In LLM Reasoning, there is Irrationality on top of Value Misalignment
Researchers identify 'rational value risk' in large language models, showing that even well-aligned LLMs fail to consistently maximize their intended values during reasoning tasks. The study across major models (Llama, GPT, DeepSeek) reveals that value alignment training alone cannot eliminate this reasoning gap, with performance highly dependent on inference-time strategies.
This research addresses a critical gap between LLM training objectives and actual reasoning behavior. While considerable effort has been invested in aligning language models with human values during training, this study demonstrates that alignment doesn't guarantee optimal decision-making when models engage in complex reasoning. The concept of rational value risk quantifies how much utility a model loses by not pursuing the mathematically optimal reasoning strategy for its stated values. Researchers decomposed this gap into three sources: limited candidate responses, insufficient prompt variations, and imperfect verification mechanisms.

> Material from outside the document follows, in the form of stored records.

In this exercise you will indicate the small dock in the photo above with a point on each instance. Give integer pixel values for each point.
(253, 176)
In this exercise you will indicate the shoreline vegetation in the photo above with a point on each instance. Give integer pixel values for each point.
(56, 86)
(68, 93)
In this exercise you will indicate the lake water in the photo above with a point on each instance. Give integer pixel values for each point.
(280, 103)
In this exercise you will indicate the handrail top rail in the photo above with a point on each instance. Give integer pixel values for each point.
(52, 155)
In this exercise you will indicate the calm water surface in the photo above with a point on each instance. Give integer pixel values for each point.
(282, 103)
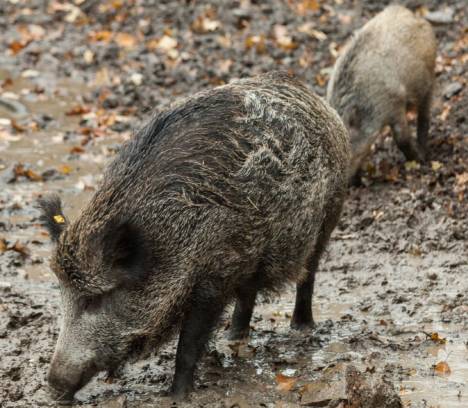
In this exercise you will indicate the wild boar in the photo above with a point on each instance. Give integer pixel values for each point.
(387, 67)
(230, 192)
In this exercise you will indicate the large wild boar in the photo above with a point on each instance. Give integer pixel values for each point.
(230, 192)
(387, 67)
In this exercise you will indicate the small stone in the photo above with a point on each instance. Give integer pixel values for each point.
(136, 78)
(444, 16)
(321, 393)
(120, 402)
(452, 89)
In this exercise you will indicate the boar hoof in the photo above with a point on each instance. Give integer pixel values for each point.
(302, 326)
(238, 334)
(179, 394)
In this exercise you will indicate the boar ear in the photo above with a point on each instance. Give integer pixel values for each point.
(124, 250)
(52, 216)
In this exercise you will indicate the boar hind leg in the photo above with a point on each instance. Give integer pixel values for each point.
(243, 310)
(196, 329)
(424, 120)
(402, 135)
(302, 318)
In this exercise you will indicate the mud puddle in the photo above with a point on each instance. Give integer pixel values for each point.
(391, 296)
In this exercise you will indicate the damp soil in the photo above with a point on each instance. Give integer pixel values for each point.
(391, 296)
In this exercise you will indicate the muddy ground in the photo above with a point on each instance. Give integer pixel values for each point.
(391, 299)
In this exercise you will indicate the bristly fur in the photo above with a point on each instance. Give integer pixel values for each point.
(51, 206)
(239, 183)
(386, 66)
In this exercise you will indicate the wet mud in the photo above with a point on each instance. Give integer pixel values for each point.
(390, 302)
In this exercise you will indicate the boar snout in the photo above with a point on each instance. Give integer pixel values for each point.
(65, 378)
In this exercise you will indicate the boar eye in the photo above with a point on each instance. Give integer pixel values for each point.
(90, 303)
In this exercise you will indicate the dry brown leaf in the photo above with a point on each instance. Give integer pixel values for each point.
(125, 40)
(100, 36)
(3, 245)
(19, 128)
(257, 42)
(77, 150)
(32, 175)
(304, 6)
(442, 368)
(16, 46)
(436, 165)
(285, 383)
(206, 23)
(462, 179)
(437, 339)
(283, 39)
(20, 248)
(321, 80)
(65, 169)
(77, 110)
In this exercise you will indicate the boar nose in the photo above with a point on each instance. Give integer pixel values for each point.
(66, 379)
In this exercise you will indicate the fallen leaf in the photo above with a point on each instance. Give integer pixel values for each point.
(59, 219)
(285, 383)
(436, 165)
(205, 23)
(442, 368)
(257, 42)
(77, 110)
(20, 248)
(3, 245)
(304, 6)
(412, 165)
(32, 175)
(283, 39)
(77, 150)
(100, 36)
(65, 169)
(125, 40)
(437, 339)
(15, 125)
(88, 56)
(17, 46)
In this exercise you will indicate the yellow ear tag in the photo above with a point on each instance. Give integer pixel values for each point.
(59, 219)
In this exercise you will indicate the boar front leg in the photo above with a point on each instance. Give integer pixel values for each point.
(197, 326)
(402, 135)
(302, 318)
(424, 120)
(240, 325)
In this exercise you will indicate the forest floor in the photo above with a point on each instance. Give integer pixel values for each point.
(391, 298)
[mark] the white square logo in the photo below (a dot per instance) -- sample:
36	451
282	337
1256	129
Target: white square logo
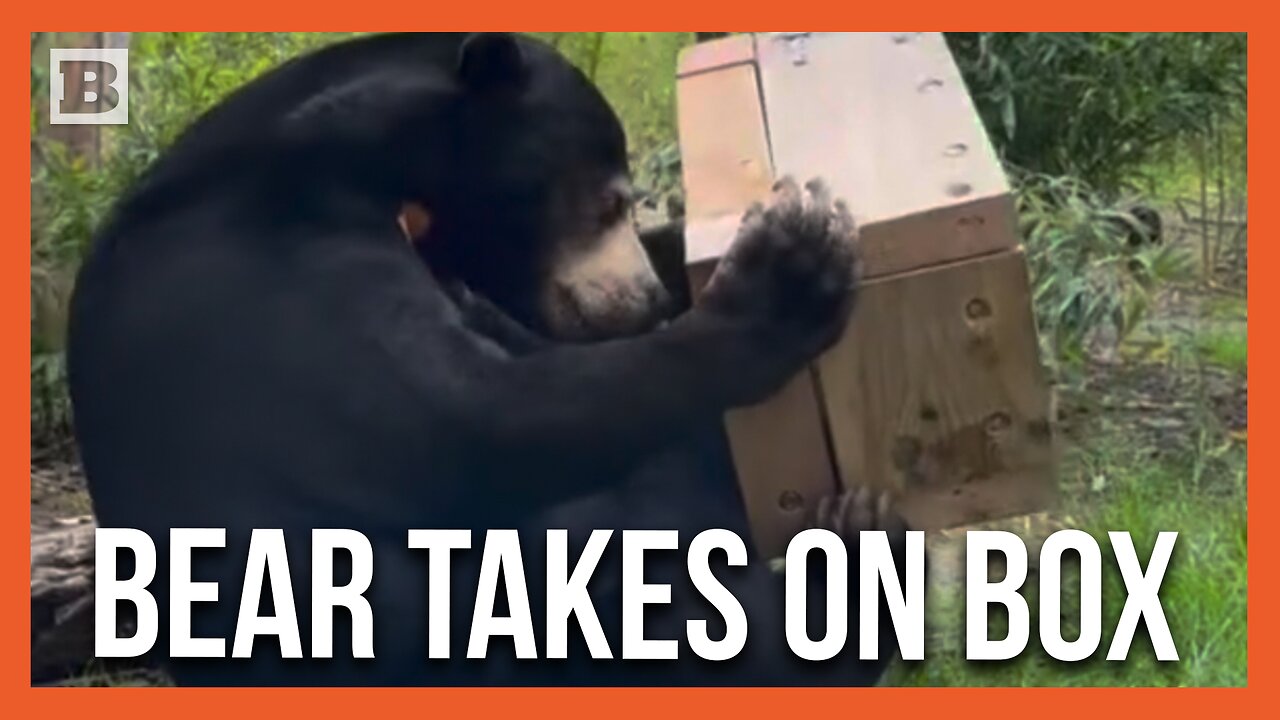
88	86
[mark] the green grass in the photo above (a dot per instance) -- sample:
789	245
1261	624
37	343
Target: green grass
1203	593
1229	350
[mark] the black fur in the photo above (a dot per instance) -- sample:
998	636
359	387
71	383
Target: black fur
254	345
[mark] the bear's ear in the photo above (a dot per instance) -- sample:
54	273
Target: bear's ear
492	60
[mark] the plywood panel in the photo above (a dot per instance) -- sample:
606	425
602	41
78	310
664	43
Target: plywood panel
886	119
780	447
937	388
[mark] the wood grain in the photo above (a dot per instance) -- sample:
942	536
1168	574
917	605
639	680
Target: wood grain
937	386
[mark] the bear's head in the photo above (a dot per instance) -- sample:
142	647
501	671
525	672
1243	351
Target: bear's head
536	208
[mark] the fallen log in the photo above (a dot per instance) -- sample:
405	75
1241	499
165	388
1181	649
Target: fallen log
62	596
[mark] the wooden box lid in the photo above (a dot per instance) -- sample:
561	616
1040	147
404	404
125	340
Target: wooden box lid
883	117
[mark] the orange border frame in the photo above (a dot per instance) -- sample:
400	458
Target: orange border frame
959	702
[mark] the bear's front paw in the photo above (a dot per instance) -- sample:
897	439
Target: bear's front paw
791	270
862	509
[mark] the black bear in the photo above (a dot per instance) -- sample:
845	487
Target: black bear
254	345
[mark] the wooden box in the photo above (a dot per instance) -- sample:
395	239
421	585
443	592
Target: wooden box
936	388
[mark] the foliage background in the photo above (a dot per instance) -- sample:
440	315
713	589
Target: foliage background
1088	124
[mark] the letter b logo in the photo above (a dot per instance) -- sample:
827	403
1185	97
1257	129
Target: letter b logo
88	86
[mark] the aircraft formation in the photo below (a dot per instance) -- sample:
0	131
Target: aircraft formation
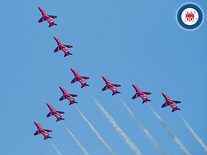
82	80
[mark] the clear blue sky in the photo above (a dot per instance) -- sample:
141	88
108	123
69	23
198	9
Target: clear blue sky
128	42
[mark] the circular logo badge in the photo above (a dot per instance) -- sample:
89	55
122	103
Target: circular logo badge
189	16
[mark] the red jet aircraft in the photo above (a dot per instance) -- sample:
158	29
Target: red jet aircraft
44	132
141	94
47	17
170	102
62	47
67	95
111	86
79	78
57	114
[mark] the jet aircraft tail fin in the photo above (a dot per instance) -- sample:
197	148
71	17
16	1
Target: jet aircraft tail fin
116	93
47	137
145	101
52	25
176	109
67	53
84	85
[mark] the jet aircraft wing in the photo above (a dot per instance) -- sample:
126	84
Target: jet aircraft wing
41	19
62	98
74	80
37	132
52	16
57	49
73	95
105	88
164	105
116	85
49	114
135	96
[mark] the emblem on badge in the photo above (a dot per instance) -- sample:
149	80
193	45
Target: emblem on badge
189	16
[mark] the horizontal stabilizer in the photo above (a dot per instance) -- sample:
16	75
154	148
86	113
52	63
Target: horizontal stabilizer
41	19
135	96
57	49
116	93
74	80
164	105
68	46
47	137
60	112
116	85
84	77
52	16
105	88
37	133
49	114
175	101
47	130
62	98
83	85
146	93
73	95
67	53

The findings carry substantial implications for AI reliability and deployment. Across multiple model families and benchmarks, the research confirms that rational value risk is systematic rather than anomalous. Notably, value alignment efforts during training reduce but cannot eliminate this risk, suggesting the problem operates at a different level than traditional alignment concerns. The strong sensitivity to inference-time reasoning strategies indicates that how models are prompted and guided during deployment significantly impacts their ability to achieve their trained objectives.
For AI developers and enterprise users, this highlights that post-deployment optimization remains critical even after rigorous alignment training. The observation that longer reasoning improves rationality with diminishing returns suggests scaling reasoning computation has practical limits. This research points toward the need for runtime value verification and adaptive reasoning strategies rather than relying solely on training-time alignment. Future work likely focuses on developing better verification mechanisms and reasoning frameworks that can more consistently bridge the gap between aligned values and rational execution.
- →Even well-aligned LLMs exhibit systematic rational value risk—failing to optimize their stated values during reasoning tasks.
- →Value alignment training reduces but cannot eliminate the gap between deployed and optimal reasoning strategies.
- →Inference-time reasoning strategy selection strongly influences whether models achieve their trained objectives.
- →The rational value risk stems from finite candidate responses, limited prompt sampling, and imperfect verification mechanisms.
- →Longer reasoning improves model rationality with diminishing returns, suggesting practical limits to scaling reasoning compute.